A case in point is HRSA’s relatively recent (and divisive) endorsement of Medication Assisted Treatment (MAT) for treating opioid use disorder (OUD). Since HRSA is the primary FQHC funder, it is essentially their Godfather and has great influence over FQHCs. In the past few years, HRSA has strongly encouraged FQHCs to provide MAT. The CEOs of our FQHC clients have told us about HRSA pressure to start offering MAT. It seems that, even after several years of cajoling, only about half of our FQHC clients provide MAT, and, for many of these, MAT is only nominally offered. Other clients see offering MAT as a moral imperative, and we’ll sometimes get off the phone with one client who hates MAT and then on the phone with another client who sees not providing MAT as cruel.

“MAT” generically refers to the use of medications, usually in combination with counseling and behavioral therapies, for the treatment of substance use disorders (SUD). For OUD, this usually means prescribing and monitoring a medication like Suboxone, in which the active ingredients are buprenorphine and naloxone. While Suboxone typically reduces the cravings of people with OUD for prescribed and street opioids (e.g., oxycontin, heroin, etc.), it is itself a synthetic opioid. While MAT replaces a “bad opioid” with a “good opioid,” the patient remains addicted. Many FQHC managers and clinicians object to offering MAT for OUD, for a variety of medical, ethical, and practical reasons:

  • Like its older cousin methadone, as an opioid, Suboxone can produce euphoria and induce dependency, although its effects are milder. Still, it’s possible to overdose on Suboxone, particularly when combined with alcohol and street drugs. So it can still be deadly.
  • While MAT is supposed to be combined with some form of talking or other therapy, few FQHCs have the resources to actually provide extensive individual or group therapy, so the reality is that FQHC MAT patients will likely need Suboxone prescribed over the long term, leaving them effectively addicted. We’re aware that there’s often a wide gap here between the real world and the proposal world.
  • Unless it’s combined with some kind talking therapy that proves effective, MAT is not a short-term approach, meaning that, once an FQHC physician starts a patient on Suboxone, the patient is likely to need the prescription over a very long time—perhaps for the rest of their life. This makes the patient not only dependent on Suboxone, but also dependent on the prescriber and the FQHC, since few other local providers are likely to accept the patient and have clinicians who have obtained the necessary waiver to prescribe it.
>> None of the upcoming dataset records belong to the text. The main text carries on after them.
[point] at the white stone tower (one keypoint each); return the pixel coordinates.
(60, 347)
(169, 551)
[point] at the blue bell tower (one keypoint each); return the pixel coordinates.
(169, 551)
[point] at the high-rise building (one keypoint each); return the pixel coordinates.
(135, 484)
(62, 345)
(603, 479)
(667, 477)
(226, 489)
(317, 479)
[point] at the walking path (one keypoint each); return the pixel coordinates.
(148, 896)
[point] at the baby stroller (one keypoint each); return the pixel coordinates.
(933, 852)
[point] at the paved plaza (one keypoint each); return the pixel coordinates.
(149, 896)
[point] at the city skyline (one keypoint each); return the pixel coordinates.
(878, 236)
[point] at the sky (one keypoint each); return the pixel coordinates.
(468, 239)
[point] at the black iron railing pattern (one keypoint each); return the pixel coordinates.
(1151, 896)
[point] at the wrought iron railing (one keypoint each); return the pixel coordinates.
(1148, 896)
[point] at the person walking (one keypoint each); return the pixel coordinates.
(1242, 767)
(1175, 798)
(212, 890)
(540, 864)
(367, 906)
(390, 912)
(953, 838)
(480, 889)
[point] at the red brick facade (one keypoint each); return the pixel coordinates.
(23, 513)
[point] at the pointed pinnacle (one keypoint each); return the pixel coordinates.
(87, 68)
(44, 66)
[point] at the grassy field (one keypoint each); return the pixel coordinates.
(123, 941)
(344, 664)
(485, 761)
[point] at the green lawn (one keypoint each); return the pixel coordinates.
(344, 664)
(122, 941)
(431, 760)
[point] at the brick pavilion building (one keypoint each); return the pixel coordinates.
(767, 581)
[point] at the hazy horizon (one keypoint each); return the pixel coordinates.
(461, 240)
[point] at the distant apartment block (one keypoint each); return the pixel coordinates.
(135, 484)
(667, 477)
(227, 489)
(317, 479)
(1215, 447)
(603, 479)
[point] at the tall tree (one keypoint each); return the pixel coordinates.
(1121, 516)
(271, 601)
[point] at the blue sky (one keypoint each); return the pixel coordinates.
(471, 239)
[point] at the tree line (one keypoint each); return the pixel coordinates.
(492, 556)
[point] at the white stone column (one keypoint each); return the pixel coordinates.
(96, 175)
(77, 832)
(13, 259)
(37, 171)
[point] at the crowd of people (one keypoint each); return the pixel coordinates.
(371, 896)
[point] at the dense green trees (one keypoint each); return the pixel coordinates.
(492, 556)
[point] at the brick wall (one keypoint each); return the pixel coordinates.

Suboxone users must be regularly monitored and seen by their prescriber, making for frequent health center visits.
  • As noted above, prescribed Suboxone can, and is often, re-sold by patients on the street.
  • Lastly, but perhaps most importantly, most FQHC health centers prefer to look like a standard group practice facility with a single waiting room/reception area. Unlike a specialized methadone or other addiction clinic, FQHC patients of all kinds are jumbled together. That means a mom bringing her five-year old in for a school physical could end up sitting between a couple of MAT users, who may look a little wild-eyed and ragged, making her and her kid uncomfortable. Since FQHCs usually lack the resources for anything beyond minor paint-up/fix up repairs, there is simply no way around this potential conflict.

Given the above, many FQHC CEOs remain resistant to adding the challenges of MAT to the many struggles they already face. Still, the ongoing pressure from HRSA means that most FQHCs will eventually be forced to provide at least a nominal MAT program to keep their HRSA Program Officer at bay. The tension between a typical mom and her five-year old against a full-fledged behavioral and mental health program is likely to remain, however. Before you leave scorching comments, however, remember that we’re trying to describe some of the real-world trade-offs here, not prescribe a course of action. What people really want in the physical space they occupy and what they say they want in the abstract are often quite different. You can see this in the relentless noise around issues like homeless service centers; everyone is in favor of them in someone else’s neighborhood and against them in their own neighborhood. Always pay attention to what a person actually does over a person’s rhetoric.